Championing UCSF’s archives and special collections

Ilieva was appointed the university archivist at UCSF in 2012 and associate university librarian for collections in 2021. Her work at UCSF has resulted in an impressive expansion of the archives program and the continued growth of the UCSF Industry Documents Library (IDL). Under Ilieva’s tutelage, the IDL has expanded from an initial focus on the tobacco industry’s impact on American public policy and health to other archives that impact public health, such as the opioid, chemical, food, drug, and fossil fuel industries.

Ilieva’s commitment to diversity and accessibility is apparent in her mentorship and teaching. From 2018 to 2020, she initiated and led two internship task forces, created guidelines and best practices for the program, and advocated for and secured permanent funding. As she strives to increase the diversity of archival collections, Ilieva is committed to including the voices of all people experiencing healthcare and institutional inequity. Furthermore, she has developed a robust exhibition program at UCSF and launched a public lecture series where researchers discussed their interaction with the University’s collections. In 2019, Ilieva initiated the UCSF Library’s Artist in Residence program to promote the health humanities by exposing and repurposing historical materials from UCSF’s holdings. Artist Farah Hamade created the first project from the residency, “The City is a Body: System Vulnerabilities in the Time of COVID-19,” in 2020. The program will host its fifth artist as of July 2024.
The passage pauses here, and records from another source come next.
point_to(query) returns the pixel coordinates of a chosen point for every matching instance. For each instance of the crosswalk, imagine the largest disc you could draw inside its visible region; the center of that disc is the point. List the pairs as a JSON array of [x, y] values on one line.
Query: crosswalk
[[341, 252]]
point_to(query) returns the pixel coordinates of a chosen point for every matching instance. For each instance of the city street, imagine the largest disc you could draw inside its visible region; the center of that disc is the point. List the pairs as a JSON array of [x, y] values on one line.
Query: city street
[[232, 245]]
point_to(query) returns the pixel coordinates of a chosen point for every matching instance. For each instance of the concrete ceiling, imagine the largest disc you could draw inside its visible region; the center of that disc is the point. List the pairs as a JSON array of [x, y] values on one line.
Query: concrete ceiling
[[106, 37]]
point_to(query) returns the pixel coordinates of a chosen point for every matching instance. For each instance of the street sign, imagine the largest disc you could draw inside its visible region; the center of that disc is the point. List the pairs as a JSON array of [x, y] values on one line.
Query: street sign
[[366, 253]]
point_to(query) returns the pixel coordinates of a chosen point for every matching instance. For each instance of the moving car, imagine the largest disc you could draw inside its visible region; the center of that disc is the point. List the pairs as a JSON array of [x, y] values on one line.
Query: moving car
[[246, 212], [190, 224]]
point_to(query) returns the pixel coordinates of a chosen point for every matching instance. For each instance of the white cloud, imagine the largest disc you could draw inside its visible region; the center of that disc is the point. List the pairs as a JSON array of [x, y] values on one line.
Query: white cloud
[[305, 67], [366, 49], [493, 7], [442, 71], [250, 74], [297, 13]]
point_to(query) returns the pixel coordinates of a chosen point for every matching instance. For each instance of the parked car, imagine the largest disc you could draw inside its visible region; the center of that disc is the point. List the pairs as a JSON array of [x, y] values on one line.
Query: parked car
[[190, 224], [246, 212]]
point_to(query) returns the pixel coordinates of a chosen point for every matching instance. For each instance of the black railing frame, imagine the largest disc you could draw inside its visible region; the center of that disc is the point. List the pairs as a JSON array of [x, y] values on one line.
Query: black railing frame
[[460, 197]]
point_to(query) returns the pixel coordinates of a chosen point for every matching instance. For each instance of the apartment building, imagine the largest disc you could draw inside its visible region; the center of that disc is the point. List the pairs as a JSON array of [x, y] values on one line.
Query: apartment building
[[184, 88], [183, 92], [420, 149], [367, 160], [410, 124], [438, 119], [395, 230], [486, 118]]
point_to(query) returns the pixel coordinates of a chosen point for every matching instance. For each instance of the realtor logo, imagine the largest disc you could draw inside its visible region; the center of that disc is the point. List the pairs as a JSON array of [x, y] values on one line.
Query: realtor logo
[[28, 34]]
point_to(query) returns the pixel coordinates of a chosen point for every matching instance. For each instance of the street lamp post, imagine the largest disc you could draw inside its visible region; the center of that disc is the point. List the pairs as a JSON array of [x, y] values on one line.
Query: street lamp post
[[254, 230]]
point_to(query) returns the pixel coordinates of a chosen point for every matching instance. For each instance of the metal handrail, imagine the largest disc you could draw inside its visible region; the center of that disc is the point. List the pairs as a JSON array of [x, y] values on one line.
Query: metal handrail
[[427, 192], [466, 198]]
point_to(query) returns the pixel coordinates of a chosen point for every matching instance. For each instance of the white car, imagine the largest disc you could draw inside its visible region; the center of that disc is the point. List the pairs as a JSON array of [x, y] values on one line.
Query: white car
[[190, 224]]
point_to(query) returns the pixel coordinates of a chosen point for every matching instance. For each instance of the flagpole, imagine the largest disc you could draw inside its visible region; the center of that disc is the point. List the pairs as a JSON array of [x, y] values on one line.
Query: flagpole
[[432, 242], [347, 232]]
A successful grant writer, Ilieva obtained a National Endowment for the Humanities grant to unite three San Francisco institutions – UCSF, the San Francisco Public Library, and the GLBT Historical Society – to more fully document the biomedical, social, cultural, and economic legacy of the AIDS epidemic. Most recently, Ilieva initiated the UCSF Digital Health Humanities program to provide educational resources to encourage and develop researcher capabilities using data science and humanistic methods to analyze “archives as data.” She also collaborated with UCSF faculty to design and teach the ”Anatomy of an Archive” course, which builds graduate students’ competency in archival science and understanding of historical records.
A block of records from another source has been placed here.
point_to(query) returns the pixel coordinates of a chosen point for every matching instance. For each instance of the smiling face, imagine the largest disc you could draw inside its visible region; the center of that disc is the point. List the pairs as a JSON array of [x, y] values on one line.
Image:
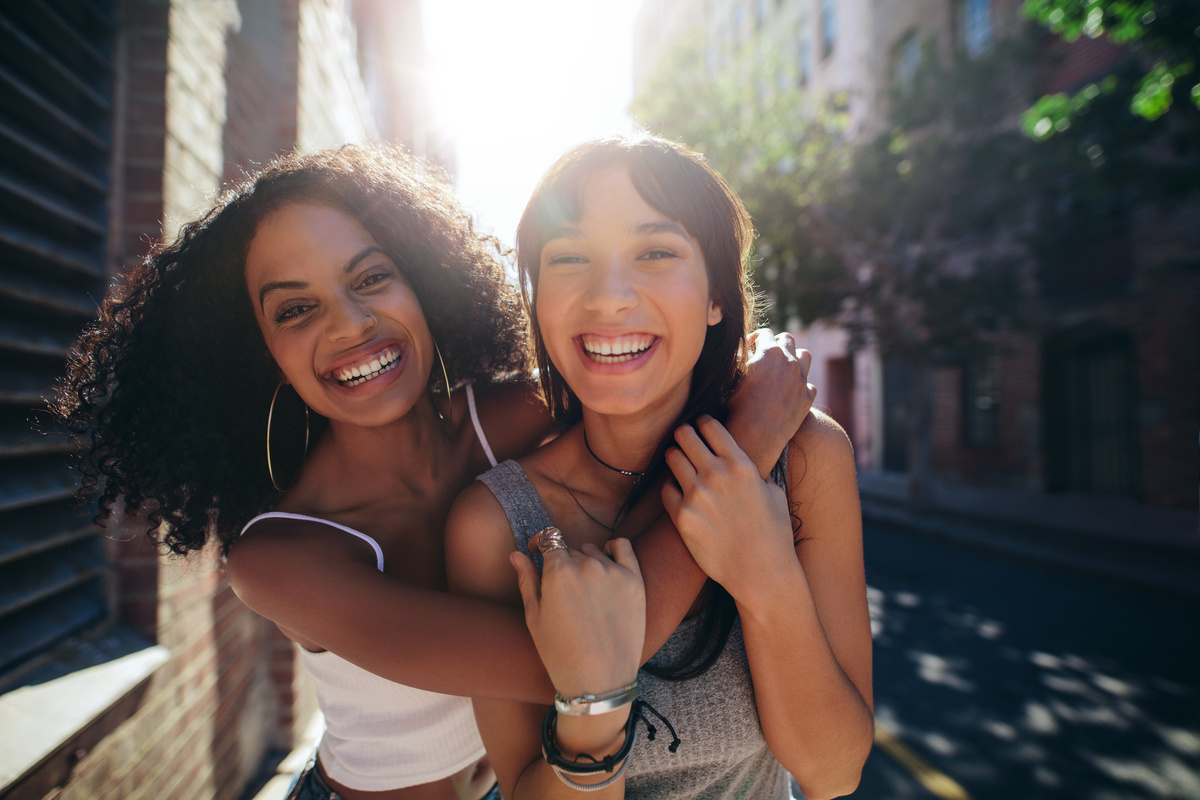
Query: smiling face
[[341, 322], [623, 301]]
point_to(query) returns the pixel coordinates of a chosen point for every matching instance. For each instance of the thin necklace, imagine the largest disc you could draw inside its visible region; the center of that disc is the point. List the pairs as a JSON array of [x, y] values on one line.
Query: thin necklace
[[611, 529], [604, 463]]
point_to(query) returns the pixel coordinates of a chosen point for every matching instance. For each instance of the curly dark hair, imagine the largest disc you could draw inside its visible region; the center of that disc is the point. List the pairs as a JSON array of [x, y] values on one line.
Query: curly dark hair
[[166, 394]]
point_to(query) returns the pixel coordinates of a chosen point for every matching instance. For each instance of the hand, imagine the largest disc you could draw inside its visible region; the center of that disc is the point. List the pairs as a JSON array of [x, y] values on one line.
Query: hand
[[587, 614], [736, 524], [772, 398]]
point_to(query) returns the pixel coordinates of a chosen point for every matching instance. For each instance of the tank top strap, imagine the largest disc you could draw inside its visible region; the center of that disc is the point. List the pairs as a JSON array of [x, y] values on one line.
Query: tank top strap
[[521, 503], [479, 428], [285, 515]]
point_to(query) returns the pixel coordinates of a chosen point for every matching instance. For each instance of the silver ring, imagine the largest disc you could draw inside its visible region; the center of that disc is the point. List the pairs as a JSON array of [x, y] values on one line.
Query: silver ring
[[546, 540]]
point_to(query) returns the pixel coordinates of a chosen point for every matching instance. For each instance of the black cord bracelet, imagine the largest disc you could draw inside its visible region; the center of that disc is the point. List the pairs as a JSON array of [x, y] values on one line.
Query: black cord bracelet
[[555, 757]]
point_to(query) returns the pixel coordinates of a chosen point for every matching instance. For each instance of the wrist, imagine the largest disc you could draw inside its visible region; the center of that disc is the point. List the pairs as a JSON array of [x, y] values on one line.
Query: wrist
[[597, 735], [757, 591], [757, 441]]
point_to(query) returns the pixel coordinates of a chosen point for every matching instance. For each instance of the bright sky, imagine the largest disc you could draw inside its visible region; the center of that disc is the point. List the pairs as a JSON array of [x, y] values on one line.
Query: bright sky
[[519, 82]]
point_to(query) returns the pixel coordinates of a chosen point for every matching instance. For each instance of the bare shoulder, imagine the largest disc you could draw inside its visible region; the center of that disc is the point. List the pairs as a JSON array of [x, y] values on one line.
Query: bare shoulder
[[478, 542], [821, 468], [514, 417], [819, 447], [275, 564]]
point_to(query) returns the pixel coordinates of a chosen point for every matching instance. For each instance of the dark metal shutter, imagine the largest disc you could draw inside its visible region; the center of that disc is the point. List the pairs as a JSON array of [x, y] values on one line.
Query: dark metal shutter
[[57, 76]]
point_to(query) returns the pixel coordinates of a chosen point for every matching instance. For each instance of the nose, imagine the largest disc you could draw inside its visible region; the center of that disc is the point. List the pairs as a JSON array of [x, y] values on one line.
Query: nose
[[349, 320], [611, 288]]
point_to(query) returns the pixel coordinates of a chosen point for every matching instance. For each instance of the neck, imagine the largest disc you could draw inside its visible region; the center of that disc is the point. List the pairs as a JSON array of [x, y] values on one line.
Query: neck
[[406, 450], [625, 443]]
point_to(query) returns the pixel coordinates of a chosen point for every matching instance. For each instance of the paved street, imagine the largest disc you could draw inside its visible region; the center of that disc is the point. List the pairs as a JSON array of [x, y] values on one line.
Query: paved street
[[1018, 680]]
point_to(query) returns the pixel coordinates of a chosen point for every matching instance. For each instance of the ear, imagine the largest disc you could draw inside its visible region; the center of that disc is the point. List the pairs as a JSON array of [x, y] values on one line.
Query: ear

Dedication to the archives community

Within SAA, Ilieva has had a profound impact. She has served on numerous committees and sections and received an appointment to the Committee on Ethics and Professional Conduct in 2020, first as a member and then as co-chair. During that time, the committee reviewed and revised SAA’s Core Values Statement and Code of Ethics. Furthermore, Ilieva is active in the Society of California Archivists and has significantly contributed to the Medical Heritage Library (MHL). During her tenure as president of Librarians, Archivists, and Museum Professionals in the History of Health Sciences (LAMPHS), Ilieva convened two significant committees: one to develop guidelines for handling hazardous materials in collections, and the second to focus on the ethical management of historical human remains in archives, libraries, and museums dedicated to the history of health sciences.
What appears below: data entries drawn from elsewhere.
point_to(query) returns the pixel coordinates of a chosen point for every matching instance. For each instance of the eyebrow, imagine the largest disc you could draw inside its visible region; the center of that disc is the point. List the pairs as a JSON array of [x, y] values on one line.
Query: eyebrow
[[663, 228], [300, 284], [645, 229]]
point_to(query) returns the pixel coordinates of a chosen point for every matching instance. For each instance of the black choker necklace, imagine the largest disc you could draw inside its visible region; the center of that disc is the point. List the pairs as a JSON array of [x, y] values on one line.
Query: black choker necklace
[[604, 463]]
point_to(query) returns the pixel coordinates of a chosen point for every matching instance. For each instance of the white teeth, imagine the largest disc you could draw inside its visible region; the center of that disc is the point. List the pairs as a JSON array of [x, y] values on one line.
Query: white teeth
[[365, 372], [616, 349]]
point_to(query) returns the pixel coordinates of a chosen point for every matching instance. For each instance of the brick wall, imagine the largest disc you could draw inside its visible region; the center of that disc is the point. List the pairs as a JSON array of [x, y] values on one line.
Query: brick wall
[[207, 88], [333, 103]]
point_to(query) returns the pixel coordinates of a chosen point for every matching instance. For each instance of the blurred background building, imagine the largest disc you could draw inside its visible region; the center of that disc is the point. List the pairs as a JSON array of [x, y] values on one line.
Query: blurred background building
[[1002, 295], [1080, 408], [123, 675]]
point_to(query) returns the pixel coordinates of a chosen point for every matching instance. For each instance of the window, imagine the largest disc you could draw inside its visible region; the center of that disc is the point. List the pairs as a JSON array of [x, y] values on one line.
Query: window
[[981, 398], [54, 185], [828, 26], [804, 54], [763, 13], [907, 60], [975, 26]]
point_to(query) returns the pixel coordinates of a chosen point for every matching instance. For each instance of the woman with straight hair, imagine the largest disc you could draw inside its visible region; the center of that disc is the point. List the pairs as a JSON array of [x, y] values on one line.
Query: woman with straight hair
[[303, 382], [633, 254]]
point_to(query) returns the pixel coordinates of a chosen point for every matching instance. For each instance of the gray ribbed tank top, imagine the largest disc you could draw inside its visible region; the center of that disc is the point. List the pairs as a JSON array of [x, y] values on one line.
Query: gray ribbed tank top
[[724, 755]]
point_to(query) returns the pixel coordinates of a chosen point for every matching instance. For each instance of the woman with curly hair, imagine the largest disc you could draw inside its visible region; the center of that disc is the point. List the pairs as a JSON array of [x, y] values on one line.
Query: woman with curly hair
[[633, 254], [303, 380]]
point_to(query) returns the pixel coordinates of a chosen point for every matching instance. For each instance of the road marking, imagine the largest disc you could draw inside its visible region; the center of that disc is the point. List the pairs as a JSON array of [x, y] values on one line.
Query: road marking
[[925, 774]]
“[She has] a fundamentally humanistic outlook and empathy that has prompted her to take on some complex projects that many might have tried to avoid.”

A nominator of Ilieva

One supporter of Ilieva’s work noted that she has “a fundamentally humanistic outlook and empathy that has prompted her to take on some complex projects that many might have tried to avoid.” Another supporter remarked, “Polina was a supportive and encouraging mentor who taught me many valuable lessons in leadership. She helped me develop skills that have been invaluable in my professional development, and she illustrated to me the importance of building community within the field and participating in professional organizations and community outreach.”

Ilieva is one of seven new fellows the SAA will honor in 2024. There are currently 198 Fellows of the Society of American Archivists.